Что, чёрт возьми, происходит? И главное – как мне теперь здесь жить? Ведь это совсем не моё время.
– Соколов, чего встал? Съезди на склад за новыми резцами, – окрик мастера мигом вывел меня из размышлений.
– Егорыч, уже лечу! – направляю погрузчик к выезду из цеха.
И, разумеется, в инструментальном, практически на пороге, сталкиваюсь с двумя из трёх парней, что вчера хотели меня отлупить на танцах.
– О! Кто это к нам в гости пожаловал? – криво усмехнулся новый Людкин женишок. – Ладно, Алёша, сегодня нам не до тебя, живи пока. Тем более Федота, которому ты исподтишка вмазал, здесь нет. Но знай, Сокол, вопрос не решён. Мы скоро обязательно пересечёмся.
Пока я ждал кладовщицу, засевшие в курилки парни косились с неприязнью, но прилюдно продолжать разборки не стали. Видимо, заводская дисциплина оказалась сильнее желания набить мне морду. И это без каких-либо камер наблюдения, ведь их здесь попросту нет.
Вернувшись в цех с ящиками на поддоне, я заметил, что станки начали массово выключаться. Совсем забыл о перерыве на обед. Детские воспоминания о столовке заставили первый раз за день улыбнуться.
Ну а дальше меня ждала встреча с настоящей советской столовой. С запахом котлет, свежего хлеба и какого-то уюта, пропавшего в будущем.
С потоком рабочих я продвигался к распахнутым дверям столовой, когда передо мной возникла она. Длинноногая черноволосая красотка в юбке, совершенно не скрывающей коленей, явно пришла по мою душу. Комсомольский значок призывно поблёскивал на аппетитно топорщащейся белой блузке.
– Соколов! – девушка ткнула меня пальцем в грудь, будто проверяя, настоящий ли я. – Ты опять пропустил политзанятия! Чтоб завтра после смены был как штык в Ленинской комнате. Тебе всё ясно?
Я открыл рот, но ничего умнее, чем «угу», выдавить не смог.
Комсорг сверкнула красивыми глазками из-под очков, развернулась и ушла, щёлкая каблучками, оставив меня в лёгком ступоре. Сначала Люда, теперь Лида. Не хватает только Лады. Или Любы?

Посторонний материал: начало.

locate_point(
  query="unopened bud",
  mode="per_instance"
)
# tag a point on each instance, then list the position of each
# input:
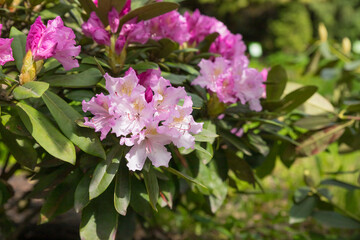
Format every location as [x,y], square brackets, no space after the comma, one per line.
[323,34]
[346,45]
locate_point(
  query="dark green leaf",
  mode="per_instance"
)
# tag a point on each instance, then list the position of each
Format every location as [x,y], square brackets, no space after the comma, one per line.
[105,171]
[300,211]
[122,189]
[336,220]
[334,182]
[21,148]
[320,140]
[81,195]
[99,219]
[185,67]
[30,89]
[174,78]
[315,122]
[18,46]
[65,116]
[181,175]
[240,167]
[58,10]
[143,66]
[139,198]
[275,83]
[80,95]
[88,78]
[149,11]
[296,98]
[61,199]
[152,187]
[46,134]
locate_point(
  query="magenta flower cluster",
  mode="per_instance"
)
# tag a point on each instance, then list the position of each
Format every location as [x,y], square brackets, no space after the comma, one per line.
[54,40]
[5,49]
[228,76]
[147,113]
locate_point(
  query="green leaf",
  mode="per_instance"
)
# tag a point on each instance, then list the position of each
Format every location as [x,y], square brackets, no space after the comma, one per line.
[320,140]
[18,46]
[122,189]
[174,78]
[218,188]
[185,67]
[152,187]
[99,220]
[80,95]
[296,98]
[58,10]
[206,136]
[167,46]
[300,211]
[88,78]
[181,175]
[268,165]
[30,89]
[315,105]
[20,147]
[81,196]
[143,66]
[275,83]
[336,220]
[334,182]
[315,122]
[65,116]
[139,198]
[149,11]
[105,171]
[61,199]
[240,167]
[46,134]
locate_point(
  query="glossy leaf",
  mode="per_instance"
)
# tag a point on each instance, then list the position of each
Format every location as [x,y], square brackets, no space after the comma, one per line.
[181,175]
[275,83]
[46,134]
[320,140]
[30,90]
[61,199]
[122,189]
[88,78]
[20,147]
[300,211]
[65,116]
[99,220]
[18,46]
[336,220]
[149,11]
[296,98]
[81,196]
[152,187]
[105,171]
[338,183]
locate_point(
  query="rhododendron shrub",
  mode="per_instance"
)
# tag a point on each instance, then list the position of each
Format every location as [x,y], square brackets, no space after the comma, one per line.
[129,110]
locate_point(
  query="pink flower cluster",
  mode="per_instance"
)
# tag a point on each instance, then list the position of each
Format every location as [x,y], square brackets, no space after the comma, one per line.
[5,49]
[54,40]
[145,111]
[232,81]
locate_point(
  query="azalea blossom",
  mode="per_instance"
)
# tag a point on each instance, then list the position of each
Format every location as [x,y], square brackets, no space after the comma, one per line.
[232,81]
[54,40]
[5,49]
[143,110]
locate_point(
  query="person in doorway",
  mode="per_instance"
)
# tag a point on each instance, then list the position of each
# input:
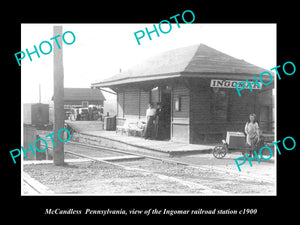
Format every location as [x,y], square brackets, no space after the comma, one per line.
[158,122]
[252,134]
[150,117]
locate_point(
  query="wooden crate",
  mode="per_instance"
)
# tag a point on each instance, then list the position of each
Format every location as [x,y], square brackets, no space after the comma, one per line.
[235,140]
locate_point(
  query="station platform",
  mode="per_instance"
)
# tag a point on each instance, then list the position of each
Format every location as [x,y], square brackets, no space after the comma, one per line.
[138,144]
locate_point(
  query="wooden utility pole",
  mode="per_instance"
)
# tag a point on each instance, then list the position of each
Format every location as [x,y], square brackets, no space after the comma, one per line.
[58,75]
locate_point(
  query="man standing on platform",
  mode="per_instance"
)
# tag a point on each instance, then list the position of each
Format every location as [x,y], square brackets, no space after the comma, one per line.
[150,117]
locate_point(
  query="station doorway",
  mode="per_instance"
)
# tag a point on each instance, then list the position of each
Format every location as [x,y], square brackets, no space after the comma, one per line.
[165,127]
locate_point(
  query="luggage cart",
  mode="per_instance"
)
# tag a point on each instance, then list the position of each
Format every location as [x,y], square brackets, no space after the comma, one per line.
[235,142]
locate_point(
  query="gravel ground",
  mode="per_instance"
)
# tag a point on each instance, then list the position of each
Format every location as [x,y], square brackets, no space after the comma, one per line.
[103,179]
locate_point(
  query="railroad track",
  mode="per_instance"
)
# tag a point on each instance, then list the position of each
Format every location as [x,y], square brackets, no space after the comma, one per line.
[202,168]
[161,174]
[203,188]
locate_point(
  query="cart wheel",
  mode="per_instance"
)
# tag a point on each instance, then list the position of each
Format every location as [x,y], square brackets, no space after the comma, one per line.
[219,151]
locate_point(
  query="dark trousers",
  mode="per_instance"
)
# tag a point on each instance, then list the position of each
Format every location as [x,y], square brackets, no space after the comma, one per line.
[149,130]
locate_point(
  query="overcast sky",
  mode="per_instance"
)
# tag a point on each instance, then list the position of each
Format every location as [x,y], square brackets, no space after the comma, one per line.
[100,50]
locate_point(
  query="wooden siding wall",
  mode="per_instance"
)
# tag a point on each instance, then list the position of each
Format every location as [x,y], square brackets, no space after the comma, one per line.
[131,102]
[144,101]
[205,127]
[180,123]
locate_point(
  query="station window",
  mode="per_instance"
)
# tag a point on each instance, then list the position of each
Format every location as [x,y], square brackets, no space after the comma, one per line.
[219,104]
[85,103]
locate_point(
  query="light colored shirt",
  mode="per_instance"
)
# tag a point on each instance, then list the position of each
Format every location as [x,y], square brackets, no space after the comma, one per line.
[252,131]
[151,112]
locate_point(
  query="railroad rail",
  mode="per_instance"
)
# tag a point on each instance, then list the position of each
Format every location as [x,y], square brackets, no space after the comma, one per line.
[202,168]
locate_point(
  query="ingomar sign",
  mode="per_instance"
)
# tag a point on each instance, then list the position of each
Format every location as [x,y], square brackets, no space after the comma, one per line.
[231,84]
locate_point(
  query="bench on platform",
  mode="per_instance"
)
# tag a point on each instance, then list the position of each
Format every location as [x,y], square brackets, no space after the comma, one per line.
[132,127]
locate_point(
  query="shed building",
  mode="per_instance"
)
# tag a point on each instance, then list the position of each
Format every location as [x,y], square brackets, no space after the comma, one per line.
[195,85]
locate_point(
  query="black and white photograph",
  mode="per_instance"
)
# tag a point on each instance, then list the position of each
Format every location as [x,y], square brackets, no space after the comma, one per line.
[140,109]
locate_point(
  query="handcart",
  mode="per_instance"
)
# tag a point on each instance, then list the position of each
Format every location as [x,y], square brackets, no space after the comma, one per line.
[235,142]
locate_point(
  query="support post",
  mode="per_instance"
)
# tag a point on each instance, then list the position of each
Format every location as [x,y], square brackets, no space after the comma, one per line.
[58,78]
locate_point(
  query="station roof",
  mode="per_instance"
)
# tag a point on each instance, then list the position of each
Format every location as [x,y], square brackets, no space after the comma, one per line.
[192,61]
[82,94]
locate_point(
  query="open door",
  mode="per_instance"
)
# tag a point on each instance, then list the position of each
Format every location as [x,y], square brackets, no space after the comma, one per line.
[166,112]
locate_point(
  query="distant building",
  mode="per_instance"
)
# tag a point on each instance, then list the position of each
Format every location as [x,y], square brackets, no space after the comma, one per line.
[80,97]
[194,85]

– Ну ты и пентюх, Сокол, – рядом раздался смешок. Это был снова Саня Поликарпов, ухмыляющийся, как рыжий кот, объевшийся сметаны. – Лидка-комсорг тебя уже неделю в оборот берёт. А ты мычишь, как телок. «Угу»!

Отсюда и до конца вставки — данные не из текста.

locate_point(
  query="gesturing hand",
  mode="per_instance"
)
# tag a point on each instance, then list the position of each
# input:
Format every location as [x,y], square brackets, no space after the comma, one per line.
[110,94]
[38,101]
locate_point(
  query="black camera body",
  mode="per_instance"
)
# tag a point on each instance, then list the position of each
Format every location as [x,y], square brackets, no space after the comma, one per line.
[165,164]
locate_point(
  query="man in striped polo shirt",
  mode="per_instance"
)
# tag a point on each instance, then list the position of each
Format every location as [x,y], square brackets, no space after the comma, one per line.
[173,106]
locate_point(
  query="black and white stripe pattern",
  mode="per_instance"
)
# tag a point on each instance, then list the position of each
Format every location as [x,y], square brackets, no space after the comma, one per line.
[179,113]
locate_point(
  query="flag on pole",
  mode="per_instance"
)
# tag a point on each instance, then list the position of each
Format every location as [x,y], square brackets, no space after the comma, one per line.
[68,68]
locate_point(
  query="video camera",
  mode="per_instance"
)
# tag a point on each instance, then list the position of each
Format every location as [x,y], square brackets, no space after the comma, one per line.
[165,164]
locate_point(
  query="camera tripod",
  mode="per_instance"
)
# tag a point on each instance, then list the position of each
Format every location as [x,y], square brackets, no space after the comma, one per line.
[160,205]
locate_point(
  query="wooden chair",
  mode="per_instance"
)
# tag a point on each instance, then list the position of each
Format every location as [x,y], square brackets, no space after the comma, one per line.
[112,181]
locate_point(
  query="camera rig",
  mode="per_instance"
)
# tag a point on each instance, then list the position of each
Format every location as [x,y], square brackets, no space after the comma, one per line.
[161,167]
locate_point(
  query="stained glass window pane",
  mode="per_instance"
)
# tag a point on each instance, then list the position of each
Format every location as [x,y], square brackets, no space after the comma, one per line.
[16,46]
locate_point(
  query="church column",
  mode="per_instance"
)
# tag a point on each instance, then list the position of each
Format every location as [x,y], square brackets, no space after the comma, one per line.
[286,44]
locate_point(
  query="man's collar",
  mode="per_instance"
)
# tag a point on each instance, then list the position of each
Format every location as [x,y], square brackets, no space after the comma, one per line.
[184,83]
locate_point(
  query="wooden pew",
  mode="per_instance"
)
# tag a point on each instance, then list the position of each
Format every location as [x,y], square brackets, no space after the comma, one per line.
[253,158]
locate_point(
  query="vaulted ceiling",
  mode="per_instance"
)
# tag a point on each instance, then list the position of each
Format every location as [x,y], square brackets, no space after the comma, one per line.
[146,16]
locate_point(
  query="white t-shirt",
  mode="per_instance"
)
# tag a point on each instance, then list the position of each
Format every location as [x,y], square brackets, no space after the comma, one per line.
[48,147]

– Да я просто… – отмахнувшись от рыжего, я перевёл взгляд на доску политинформации, установленную перед входом в столовую.
Здесь были развороты свежих советских газет, профсоюзные объявления и приказы директора.

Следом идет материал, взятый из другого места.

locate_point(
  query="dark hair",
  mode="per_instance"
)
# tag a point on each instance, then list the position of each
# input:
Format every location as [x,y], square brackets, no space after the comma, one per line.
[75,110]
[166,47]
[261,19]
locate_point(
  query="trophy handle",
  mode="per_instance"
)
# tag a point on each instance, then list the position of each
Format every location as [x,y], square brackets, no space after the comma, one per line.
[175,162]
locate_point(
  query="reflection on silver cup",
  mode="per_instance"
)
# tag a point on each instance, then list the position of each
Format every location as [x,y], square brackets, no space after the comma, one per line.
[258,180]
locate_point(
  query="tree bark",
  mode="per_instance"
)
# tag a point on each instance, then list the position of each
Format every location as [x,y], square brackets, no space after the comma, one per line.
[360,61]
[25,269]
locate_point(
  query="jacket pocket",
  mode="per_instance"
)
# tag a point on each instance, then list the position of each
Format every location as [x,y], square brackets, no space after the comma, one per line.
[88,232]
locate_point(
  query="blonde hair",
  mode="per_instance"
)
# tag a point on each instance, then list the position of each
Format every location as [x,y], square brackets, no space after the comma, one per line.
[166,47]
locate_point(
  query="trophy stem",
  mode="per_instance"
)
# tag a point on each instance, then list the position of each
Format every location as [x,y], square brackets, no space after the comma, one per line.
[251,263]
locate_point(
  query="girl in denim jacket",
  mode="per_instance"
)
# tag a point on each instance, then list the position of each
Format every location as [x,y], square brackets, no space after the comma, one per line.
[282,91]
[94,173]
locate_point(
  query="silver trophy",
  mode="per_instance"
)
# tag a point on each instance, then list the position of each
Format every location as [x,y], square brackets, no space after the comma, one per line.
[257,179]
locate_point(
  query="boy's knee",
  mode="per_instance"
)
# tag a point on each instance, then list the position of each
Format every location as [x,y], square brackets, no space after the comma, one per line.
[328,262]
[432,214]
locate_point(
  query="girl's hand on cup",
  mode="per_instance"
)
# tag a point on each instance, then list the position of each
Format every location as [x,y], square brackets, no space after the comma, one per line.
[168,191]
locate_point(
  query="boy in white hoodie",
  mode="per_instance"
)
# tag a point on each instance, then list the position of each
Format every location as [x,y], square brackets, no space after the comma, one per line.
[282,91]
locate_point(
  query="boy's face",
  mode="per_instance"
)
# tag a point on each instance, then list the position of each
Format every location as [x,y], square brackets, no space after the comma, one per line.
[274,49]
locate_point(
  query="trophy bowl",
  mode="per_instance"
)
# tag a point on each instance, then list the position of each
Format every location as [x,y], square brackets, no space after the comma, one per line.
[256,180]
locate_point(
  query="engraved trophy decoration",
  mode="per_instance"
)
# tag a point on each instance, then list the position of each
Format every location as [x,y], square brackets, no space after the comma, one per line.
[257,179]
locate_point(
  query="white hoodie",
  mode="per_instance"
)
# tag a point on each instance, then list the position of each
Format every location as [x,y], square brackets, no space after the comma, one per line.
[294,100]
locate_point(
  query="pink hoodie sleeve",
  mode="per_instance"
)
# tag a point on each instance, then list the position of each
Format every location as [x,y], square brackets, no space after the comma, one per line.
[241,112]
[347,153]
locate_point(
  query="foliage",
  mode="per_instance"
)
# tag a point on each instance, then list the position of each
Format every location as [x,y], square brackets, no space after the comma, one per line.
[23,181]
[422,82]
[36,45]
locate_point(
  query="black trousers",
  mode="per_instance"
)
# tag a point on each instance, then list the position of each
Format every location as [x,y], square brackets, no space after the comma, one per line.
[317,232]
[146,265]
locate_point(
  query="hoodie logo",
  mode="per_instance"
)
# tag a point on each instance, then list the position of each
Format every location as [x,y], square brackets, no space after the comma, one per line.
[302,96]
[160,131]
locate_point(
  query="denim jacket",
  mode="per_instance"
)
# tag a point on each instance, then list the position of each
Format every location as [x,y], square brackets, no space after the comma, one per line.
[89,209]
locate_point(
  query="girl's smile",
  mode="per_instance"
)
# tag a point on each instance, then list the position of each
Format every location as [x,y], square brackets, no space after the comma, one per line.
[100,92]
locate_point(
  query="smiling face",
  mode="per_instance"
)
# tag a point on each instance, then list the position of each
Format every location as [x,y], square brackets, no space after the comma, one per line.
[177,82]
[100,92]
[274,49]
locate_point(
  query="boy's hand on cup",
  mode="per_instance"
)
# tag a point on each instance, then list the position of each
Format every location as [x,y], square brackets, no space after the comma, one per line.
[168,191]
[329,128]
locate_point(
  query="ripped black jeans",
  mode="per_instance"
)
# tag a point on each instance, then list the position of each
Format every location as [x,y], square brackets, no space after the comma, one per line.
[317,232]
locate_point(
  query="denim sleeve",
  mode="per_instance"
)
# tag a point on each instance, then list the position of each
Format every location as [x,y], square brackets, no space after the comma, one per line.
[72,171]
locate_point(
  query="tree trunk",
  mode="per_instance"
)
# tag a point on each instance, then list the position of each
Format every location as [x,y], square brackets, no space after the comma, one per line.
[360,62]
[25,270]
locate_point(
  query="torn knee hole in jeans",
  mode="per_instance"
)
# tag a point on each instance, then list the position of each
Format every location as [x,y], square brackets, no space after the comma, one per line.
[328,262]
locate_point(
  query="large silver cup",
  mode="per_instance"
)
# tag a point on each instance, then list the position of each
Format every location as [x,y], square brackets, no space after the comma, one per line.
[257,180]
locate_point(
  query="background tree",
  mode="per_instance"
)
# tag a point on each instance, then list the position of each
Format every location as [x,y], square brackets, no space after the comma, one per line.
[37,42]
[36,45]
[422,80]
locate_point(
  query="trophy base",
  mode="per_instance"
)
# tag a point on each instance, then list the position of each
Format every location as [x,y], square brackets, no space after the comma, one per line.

В статьях пишут о перевыполнение плана сталеварами, про ударные темпы строительства БАМа и подготовку к Олимпиаде-80. И, конечно, упомянуты доярки с хлеборобами. Куда же без них?
Выделялся пришпиленный кнопками листок с небольшой фотографией, расположившийся в углу. Рукописный текст сообщал, что разыскивается пропавшая девушка. Но фото слишком мелкое, будто взято из паспорта. Поэтому рассмотреть лицо практически невозможно.